Illegal crossings on the border with Mexico climbed in April to triple the year-earlier levels, the US Department of Homeland Security said on Friday, warning undocumented immigrants they will be prosecuted.
With the Trump administration concerned that its crackdown on illegal immigration is not working, DHS said 50,924 people were apprehended in April trying to enter the United States illegally from Mexico.
That was the highest level for April since 2014, an increase of more than 600 people over March, and up from 15,766 people detained a year ago, in a sharp immigration downturn that followed the election of President Donald Trump.
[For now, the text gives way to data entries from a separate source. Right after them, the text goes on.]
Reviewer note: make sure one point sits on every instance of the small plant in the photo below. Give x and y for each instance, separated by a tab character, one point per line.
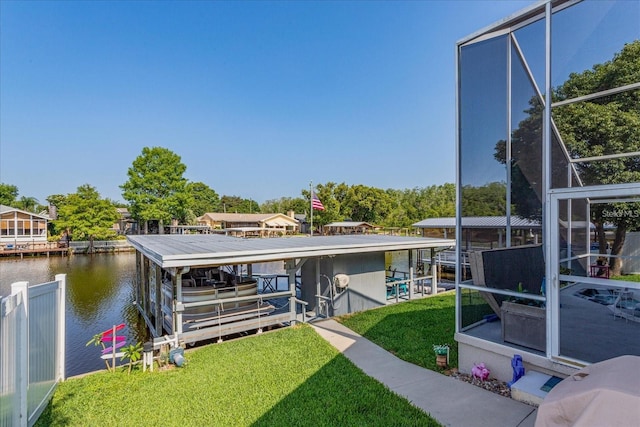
441	349
96	340
133	353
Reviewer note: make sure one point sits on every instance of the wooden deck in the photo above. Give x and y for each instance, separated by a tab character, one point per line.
47	251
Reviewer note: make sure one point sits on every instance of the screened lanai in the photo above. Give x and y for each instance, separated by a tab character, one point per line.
549	131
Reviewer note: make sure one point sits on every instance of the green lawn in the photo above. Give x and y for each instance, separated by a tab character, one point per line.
410	329
628	277
290	377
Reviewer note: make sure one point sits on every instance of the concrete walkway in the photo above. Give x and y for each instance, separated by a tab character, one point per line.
450	401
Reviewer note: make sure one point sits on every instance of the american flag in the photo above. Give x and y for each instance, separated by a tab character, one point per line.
315	202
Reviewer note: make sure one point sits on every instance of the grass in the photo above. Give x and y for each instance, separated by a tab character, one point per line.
410	329
290	377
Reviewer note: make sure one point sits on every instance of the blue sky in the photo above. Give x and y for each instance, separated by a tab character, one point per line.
258	98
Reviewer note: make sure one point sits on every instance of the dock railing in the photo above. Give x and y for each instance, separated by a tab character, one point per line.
32	349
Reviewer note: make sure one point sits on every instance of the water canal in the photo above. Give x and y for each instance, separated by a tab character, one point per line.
100	294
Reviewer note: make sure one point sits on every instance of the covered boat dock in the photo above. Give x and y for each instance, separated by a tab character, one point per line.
198	287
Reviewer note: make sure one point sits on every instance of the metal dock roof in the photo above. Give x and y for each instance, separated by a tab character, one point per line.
178	250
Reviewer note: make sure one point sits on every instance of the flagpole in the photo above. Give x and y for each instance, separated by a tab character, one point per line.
311	204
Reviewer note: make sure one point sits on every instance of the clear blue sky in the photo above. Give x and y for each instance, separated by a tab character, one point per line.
258	98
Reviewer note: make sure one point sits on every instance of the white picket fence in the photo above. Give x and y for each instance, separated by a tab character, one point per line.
32	349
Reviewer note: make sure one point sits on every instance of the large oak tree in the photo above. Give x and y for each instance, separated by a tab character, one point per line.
157	188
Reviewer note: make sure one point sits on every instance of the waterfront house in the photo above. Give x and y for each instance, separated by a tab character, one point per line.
201	286
490	230
348	227
258	224
560	161
20	228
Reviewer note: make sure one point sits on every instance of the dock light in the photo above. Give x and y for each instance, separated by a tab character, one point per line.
176	356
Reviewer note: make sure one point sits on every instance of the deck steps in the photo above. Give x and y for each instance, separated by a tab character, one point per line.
529	388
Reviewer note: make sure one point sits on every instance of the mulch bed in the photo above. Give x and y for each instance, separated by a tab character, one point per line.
491	384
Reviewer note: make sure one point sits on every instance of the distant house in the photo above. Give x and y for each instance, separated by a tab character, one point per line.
256	223
126	224
348	227
18	227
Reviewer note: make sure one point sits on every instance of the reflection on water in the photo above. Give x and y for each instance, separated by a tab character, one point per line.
99	295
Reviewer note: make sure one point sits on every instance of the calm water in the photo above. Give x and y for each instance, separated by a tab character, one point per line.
100	294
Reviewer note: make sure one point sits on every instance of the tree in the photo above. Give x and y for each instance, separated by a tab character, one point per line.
29	204
204	198
602	126
8	194
284	205
487	200
366	204
331	195
86	216
157	189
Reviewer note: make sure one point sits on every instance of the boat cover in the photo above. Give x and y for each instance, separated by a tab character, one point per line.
603	394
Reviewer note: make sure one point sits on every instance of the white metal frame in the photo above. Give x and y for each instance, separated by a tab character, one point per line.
630	191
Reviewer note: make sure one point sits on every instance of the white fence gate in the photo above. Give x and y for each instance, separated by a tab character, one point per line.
32	355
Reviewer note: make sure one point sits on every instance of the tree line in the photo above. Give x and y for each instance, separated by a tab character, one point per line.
156	190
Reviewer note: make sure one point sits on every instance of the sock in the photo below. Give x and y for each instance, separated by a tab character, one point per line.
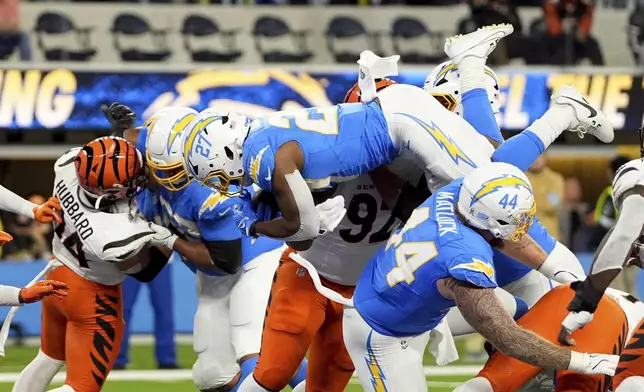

The numbers of unaccompanied children, 4,314, and family units, 9,647, also rose compared with March.
DHS says the level of detentions is a strong indicator of the overall flow of illegal immigration, and a surge in detentions is a sign of a concomitant jump in successful entries by paperless migrants.
The latest numbers "underscore the continuing security crisis along our southwest border," said DHS spokesman Tyler Houlton.
The increase came as a well-publicized caravan of families and children from violence-plagued central America marched through Mexico during April toward the US border, many saying they would seek asylum.
Media coverage of the US-bound caravan triggered a flurry of furious tweets from Trump, who ordered thousands of National Guard troops to the border and called on Mexico to stop the migrants.
The caravan set out with 1,000 people, but most later dispersed, leaving some to travel on their own.
Mexican officials said on Thursday that 145 had so far entered the United States to seek asylum -- a process that can separate parents from their children -- while about 150 others remain at a camp in the border city of Tijuana, Mexico.
The US Justice Department said it had arrested and charged 11 members of the caravan for illegally entering the United States.
US authorities are seeking tougher legal powers to prevent and deter illegal immigration.
"To those seeking to abuse our generous laws -– we are watching. We will not sit back and watch our laws exploited," Houlton warned in a statement.
"If you make a false immigration claim, you will be referred for prosecution. If you assist or coach individuals in making false immigration claims, you will be referred for prosecution."
Trump wants to build a border wall against illegal migrants, and has repeatedly tried to link immigration with crime.